Performance test of selected HLSL intrinsic functions - results

List of all functions:

Resolution: 8K
Unity 2022.3.11
RTX 2070 + Windows 10

Test shader:

Shader "Performance"
{
    SubShader
    {
        Pass
        {
            HLSLPROGRAM
            #include "UnityCG.cginc"
            sampler2D _MainTex;
           
            #pragma vertex VSMain
            float4 VSMain (float3 vertex : POSITION) : SV_Position
            {
                return UnityObjectToClipPos(vertex);
            }

            #pragma fragment PSMain
            float4 PSMain (float4 vertex : SV_POSITION) : SV_Target
            {
                float r = 0;
                for (float i = 0.0; i < 10000.0; i++) r = r + abs(i);
                return float4(r, 0.0, 0.0, 1.0);
            }

            ENDHLSL
        }
    }
}

Replace line 21 with selected function:

abort(); for (float i = 0.0; i < 10000.0; i++) r = r + asin(i);
for (float i = 0.0; i < 10000.0; i++) r = r + abs(i);
for (float i = 0.0; i < 10000.0; i++) r = r + acos(i);
for (int i = 0; i < 10000; i++) r = r + asfloat(i);
for (float i = 0.0; i < 10000.0; i++) r = r + atan(i);
for (float i = 0.0; i < 10000.0; i++) r = r + ceil(i);
for (float i = 0.0; i < 10000.0; i++) r = r + cos(i);
for (float i = 0.0; i < 10000.0; i++) r = r + cosh(i);
for (float i = 0.0; i < 10000.0; i++) r = r + ddx(i);
for (float i = 0.0; i < 10000.0; i++) r = r + degrees(i);
discard; for (float i = 0.0; i < 10000.0; i++) r = r + asin(i);
for (float i = 0.0; i < 10000.0; i++) r = r + fmod(i, 123.456);
for (float i = 0.0; i < 10000.0; i++) r = r + log(i);
for (float i = 0.0; i < 10000.0; i++) r = r + mul(unity_ObjectToWorld, vertex).r;
for (float i = 0.0; i < 10000.0; i++) r = r + normalize(i);
for (float i = 0.0; i < 10000.0; i++) r = r + normalize(vertex);
for (float i = 0.0; i < 10000.0; i++) r = r + rsqrt(i);
for (float i = 0.0; i < 10000.0; i++) r = r + sign(i);
for (float i = 0.0; i < 10000.0; i++) r = r + tan(i);
for (float i = 0.0; i < 10000.0; i++) r = r + tex2D(_MainTex, vertex.xy);

Results → numbers = FPS, higher is better;

The most demanding HLSL functions are inverse trigonometric functions: asin, acos, atan

6 Likes

Interesting experiment. Yes, inverse transcendentals are known to be the most expensive.
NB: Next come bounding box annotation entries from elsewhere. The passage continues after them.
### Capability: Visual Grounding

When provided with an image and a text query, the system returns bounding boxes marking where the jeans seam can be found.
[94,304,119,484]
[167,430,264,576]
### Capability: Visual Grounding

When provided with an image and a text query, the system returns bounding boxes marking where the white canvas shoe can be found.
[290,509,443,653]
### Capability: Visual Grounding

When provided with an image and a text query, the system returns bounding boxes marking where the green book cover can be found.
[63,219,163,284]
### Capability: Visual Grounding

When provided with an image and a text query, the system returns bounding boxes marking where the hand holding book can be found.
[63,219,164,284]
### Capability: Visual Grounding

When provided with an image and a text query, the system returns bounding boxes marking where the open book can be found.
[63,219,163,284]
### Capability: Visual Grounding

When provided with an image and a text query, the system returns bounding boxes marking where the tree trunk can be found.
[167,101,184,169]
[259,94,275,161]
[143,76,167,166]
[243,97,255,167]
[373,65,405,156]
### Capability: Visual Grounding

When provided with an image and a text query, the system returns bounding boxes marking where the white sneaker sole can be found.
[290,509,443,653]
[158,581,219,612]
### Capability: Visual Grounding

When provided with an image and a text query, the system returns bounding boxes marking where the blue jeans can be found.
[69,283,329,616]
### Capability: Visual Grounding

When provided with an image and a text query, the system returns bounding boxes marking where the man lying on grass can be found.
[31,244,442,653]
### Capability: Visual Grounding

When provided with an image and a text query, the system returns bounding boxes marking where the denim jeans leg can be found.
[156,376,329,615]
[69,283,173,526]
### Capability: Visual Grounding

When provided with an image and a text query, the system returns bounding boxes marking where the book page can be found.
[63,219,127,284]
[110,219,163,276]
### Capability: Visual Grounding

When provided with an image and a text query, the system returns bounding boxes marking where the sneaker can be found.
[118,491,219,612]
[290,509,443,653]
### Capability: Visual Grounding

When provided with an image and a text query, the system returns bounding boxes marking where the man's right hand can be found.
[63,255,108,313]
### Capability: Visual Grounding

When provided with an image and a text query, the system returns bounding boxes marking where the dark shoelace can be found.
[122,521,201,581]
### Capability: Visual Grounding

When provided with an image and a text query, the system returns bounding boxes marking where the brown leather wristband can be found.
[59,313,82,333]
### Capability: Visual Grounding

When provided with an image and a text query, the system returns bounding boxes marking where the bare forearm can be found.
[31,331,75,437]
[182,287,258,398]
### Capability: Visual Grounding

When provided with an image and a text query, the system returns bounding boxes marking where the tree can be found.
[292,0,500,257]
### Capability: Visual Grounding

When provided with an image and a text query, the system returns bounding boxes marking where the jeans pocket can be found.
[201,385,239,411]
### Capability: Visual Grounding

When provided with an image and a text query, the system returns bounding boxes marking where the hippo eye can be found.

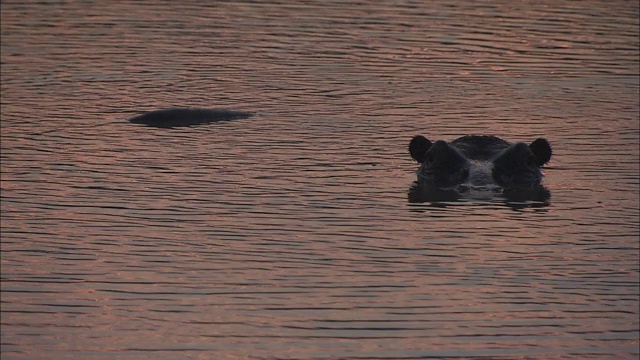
[424,153,433,164]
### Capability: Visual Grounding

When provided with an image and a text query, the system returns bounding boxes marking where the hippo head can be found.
[409,135,470,188]
[409,135,551,190]
[492,138,551,189]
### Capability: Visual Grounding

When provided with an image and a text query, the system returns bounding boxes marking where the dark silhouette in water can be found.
[129,109,253,128]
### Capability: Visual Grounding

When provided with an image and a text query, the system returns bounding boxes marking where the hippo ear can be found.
[529,138,551,166]
[409,135,431,163]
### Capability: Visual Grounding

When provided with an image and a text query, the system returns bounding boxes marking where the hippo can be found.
[409,135,551,192]
[129,108,253,128]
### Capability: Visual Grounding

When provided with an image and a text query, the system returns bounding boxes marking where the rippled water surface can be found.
[0,1,639,360]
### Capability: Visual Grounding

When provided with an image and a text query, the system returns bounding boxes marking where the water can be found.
[1,1,640,360]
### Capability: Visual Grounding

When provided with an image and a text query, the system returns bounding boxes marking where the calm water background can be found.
[1,1,639,360]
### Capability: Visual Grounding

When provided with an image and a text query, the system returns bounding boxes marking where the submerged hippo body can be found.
[409,135,551,191]
[129,108,253,128]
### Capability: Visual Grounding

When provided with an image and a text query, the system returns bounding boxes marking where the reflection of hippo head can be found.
[409,135,551,189]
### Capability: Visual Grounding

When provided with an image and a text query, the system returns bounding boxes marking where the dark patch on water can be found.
[129,108,253,128]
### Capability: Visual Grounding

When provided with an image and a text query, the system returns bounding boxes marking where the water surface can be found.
[0,1,640,359]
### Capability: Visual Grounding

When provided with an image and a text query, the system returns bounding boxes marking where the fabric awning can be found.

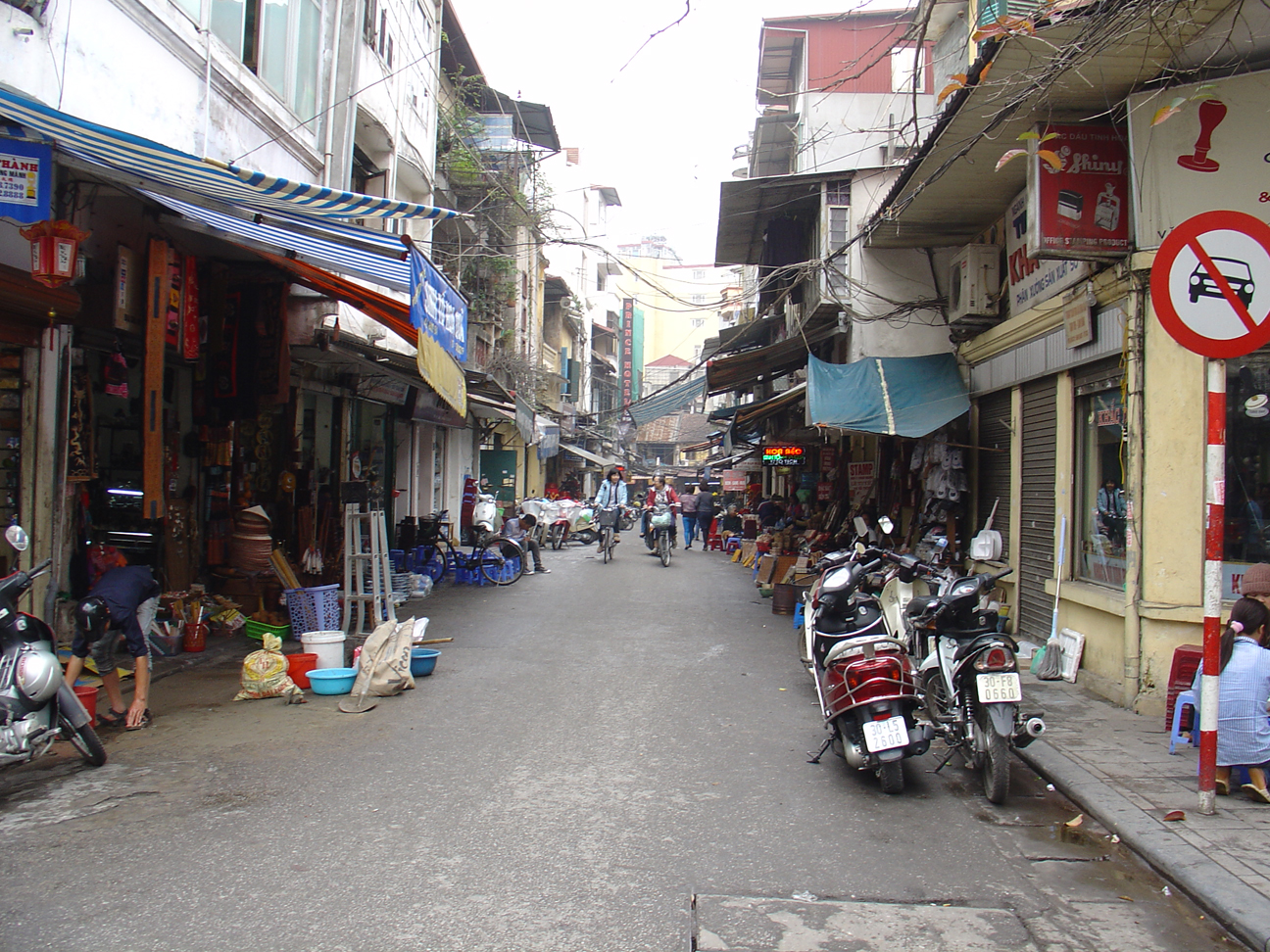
[735,383,806,426]
[0,89,459,219]
[142,189,411,293]
[467,391,515,423]
[707,323,838,396]
[561,443,617,466]
[257,252,467,415]
[629,376,707,426]
[806,355,970,437]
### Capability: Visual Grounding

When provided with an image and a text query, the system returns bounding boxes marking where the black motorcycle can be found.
[897,556,1046,803]
[0,526,106,767]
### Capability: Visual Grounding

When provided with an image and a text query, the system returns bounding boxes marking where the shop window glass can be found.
[1223,348,1270,573]
[211,0,246,60]
[1076,389,1128,588]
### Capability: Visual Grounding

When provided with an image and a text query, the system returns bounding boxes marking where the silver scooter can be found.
[0,523,106,767]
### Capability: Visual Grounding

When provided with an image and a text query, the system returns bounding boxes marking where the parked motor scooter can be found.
[0,524,106,767]
[898,556,1046,803]
[803,546,935,793]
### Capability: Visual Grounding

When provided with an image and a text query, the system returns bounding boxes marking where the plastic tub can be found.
[287,651,318,688]
[411,647,441,678]
[309,668,357,694]
[300,631,344,670]
[74,680,97,728]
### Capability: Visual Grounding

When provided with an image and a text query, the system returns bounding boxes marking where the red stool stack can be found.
[1164,644,1204,731]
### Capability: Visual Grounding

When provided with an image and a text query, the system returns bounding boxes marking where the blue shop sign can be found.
[409,248,467,363]
[0,136,53,224]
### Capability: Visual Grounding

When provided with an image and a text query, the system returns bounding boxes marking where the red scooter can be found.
[803,549,935,793]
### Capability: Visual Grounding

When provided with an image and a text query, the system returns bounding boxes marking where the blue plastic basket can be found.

I didn’t expect normalize to be so expensive, though. That’s such a common function, I would have thought, they’d optimized it with a lookup table. What does normalize(scalar) even do? Does that always return 1? Also, you need to be careful with normalize(vertex) because a good compiler would simply pull that out of the loop.

Would also be interesting to see the cost of a division. Might be similar to the cost of fmod.

How did you measure the cost of discard? That will end the shader as soon as you call it.

Well, the fact that mul being magnitude times slower than rsqrt is enough to conclude this benchmark is broken.
Respect the effort though, it is hard do measure any kind of workload on gpu.

I’m sure that would be petabyte size look-up table.

You are right, unfortunately. I haven’t even noticed that.

… or maybe a Taylor series approximation. There seems to be at least a Special Function Unit (SFU) for certain operations.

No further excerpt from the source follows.